Create a list of (value, index) pairs for Y, then sort by value

sorted_y_indexed = sorted([(val, i) for i, val in enumerate(Y)])
sorted_y_indexed
[(40, 3), (50, 1), (70, 4), (85, 2), (90, 0)]

Rank_X: The rank for each element in the original X list

1
2
3
sorted_x = sorted(X)
rank_x = [sorted_x.index(x) + 1 for x in X]
rank_x
[5, 2, 4, 1, 3]

Rank_Y: The rank for each element in the original Y list

1
2
3
sorted_y = sorted(Y)
rank_y = [sorted_y.index(y) + 1 for y in Y]
rank_y
[5, 2, 4, 1, 3]
1
2
3
4
print(f"Original X: {X}")
print(f"Ranked X:   {rank_x}")
print(f"Original Y: {Y}")
print(f"Ranked Y:   {rank_y}")
Original X: [10, 2, 8, 1, 5]

Ranked X:   [5, 2, 4, 1, 3]

Original Y: [90, 50, 85, 40, 70]

Ranked Y:   [5, 2, 4, 1, 3]

Calculate the Sum of Squared Differences \(\sum_{i=1}^{N} d_i^2\)

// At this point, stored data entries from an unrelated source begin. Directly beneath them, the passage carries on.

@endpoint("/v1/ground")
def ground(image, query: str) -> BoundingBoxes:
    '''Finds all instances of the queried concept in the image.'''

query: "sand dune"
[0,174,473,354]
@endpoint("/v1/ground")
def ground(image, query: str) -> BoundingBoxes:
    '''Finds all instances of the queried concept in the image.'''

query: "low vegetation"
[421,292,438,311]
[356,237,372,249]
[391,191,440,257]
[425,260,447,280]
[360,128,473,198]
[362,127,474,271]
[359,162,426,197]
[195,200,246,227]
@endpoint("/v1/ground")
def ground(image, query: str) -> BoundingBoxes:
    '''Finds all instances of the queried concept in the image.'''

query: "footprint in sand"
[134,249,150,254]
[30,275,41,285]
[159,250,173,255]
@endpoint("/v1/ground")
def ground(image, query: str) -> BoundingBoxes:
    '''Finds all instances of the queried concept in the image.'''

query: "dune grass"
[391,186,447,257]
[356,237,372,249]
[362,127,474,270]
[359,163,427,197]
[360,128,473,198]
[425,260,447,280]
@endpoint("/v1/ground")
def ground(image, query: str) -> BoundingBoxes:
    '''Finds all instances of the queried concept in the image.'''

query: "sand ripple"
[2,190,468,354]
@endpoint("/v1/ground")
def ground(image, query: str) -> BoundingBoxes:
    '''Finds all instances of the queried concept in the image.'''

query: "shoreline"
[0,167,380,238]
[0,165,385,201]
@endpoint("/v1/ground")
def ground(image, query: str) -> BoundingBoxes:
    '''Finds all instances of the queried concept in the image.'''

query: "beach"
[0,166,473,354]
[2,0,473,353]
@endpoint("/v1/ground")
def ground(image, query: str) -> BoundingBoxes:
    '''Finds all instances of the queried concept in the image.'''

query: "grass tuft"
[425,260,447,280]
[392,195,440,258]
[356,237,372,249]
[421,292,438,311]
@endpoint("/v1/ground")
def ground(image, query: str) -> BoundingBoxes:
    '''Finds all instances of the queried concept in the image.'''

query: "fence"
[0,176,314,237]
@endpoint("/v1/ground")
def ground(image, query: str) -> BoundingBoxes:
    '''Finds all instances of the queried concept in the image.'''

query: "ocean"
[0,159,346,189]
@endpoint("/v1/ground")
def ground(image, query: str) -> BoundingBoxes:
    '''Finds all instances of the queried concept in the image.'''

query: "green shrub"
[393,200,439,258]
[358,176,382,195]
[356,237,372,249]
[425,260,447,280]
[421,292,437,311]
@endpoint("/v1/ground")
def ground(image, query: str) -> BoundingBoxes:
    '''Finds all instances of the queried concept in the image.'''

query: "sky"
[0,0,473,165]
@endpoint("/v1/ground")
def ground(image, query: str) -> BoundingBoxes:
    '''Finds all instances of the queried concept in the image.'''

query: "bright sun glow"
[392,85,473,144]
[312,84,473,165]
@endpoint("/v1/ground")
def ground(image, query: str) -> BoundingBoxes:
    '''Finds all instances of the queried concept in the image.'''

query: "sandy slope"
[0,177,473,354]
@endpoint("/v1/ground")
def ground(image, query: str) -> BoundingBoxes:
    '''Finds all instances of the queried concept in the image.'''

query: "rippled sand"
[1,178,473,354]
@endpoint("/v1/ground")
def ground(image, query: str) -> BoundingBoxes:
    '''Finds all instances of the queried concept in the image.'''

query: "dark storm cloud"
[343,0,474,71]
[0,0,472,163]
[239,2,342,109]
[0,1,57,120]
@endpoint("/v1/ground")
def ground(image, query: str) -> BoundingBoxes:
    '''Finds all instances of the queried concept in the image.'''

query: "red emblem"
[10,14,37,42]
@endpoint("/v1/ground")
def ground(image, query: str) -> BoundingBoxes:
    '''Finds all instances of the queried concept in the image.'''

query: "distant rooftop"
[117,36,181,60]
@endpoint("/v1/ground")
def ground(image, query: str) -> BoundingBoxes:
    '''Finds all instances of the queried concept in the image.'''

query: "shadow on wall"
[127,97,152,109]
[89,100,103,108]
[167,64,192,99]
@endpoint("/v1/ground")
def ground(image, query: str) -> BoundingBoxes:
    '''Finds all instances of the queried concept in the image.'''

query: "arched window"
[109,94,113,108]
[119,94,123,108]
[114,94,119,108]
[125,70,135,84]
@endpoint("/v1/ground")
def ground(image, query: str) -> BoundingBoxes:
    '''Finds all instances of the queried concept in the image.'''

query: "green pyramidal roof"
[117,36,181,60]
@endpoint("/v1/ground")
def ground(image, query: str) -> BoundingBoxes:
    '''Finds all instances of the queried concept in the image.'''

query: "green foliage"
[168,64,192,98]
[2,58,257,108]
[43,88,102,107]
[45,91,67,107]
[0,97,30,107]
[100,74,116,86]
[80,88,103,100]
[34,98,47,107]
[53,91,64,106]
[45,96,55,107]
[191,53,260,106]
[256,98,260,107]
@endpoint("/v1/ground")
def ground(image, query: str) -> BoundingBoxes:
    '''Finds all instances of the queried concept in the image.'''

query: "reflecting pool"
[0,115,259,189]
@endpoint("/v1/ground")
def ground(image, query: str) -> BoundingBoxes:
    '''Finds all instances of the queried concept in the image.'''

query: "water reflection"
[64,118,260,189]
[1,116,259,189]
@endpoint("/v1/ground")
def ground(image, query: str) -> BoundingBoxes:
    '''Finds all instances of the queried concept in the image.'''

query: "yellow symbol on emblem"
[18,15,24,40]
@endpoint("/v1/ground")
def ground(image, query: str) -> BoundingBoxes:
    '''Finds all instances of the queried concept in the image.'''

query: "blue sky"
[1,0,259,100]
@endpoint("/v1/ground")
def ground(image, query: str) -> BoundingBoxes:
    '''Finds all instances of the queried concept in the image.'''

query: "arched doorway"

sum_d2 = sum((rx - ry) ** 2 for rx, ry in zip(rank_x, rank_y))
sum_d2
0

Calculate Spearman's Rho (rho)

1
2
3
4
5
6
7
numerator = 6 * sum_d2
denominator = n * (n**2 - 1)
rho = 1 - (numerator / denominator)

print(f"Numerator (6 * sum_d2): {numerator}")
print(f"Denominator (n * (n^2 - 1)): {denominator}")
print(f"Spearman's Rho (ρ): {rho:.4f}")
Numerator (6 * sum_d2): 0

Denominator (n * (n^2 - 1)): 120

Spearman's Rho (ρ): 1.0000

Using Scipy

1
2
3
4
5
6
7
X = [10, 2, 8, 1, 5]
Y = [90, 50, 85, 40, 70]

correlation, p_value = spearmanr(X, Y)

print(f"Spearman Correlation (rho): {correlation:.4f}")
print(f"P-value: {p_value:.4f}")
Spearman Correlation (rho): 1.0000

P-value: 0.0000

Using Pandas

import pandas as pd

df = pd.DataFrame(
    {
        "X": [1, 2, 3, 4, 5],
        "Y": [90, 50, 85, 40, 70],
        "Z": [1, 5, 3, 2, 4],
    }
)

pearson_matrix = df.corr(method="pearson")

spearman_matrix = df.corr(method="spearman")

print("Pearson Correlation Matrix:\n", pearson_matrix)
print("\nSpearman Correlation Matrix:\n", spearman_matrix)
Pearson Correlation Matrix:

           X         Y         Z

X  1.000000 -0.364662  0.300000

Y -0.364662  1.000000 -0.364662

Z  0.300000 -0.364662  1.000000



Spearman Correlation Matrix:

      X    Y    Z

X  1.0 -0.5  0.3

Y -0.5  1.0 -0.4

Z  0.3 -0.4  1.0

Usage

It can be applied in machine learning on feature selection step. The more closer to 0 the correlation is, the less relevant the feature is.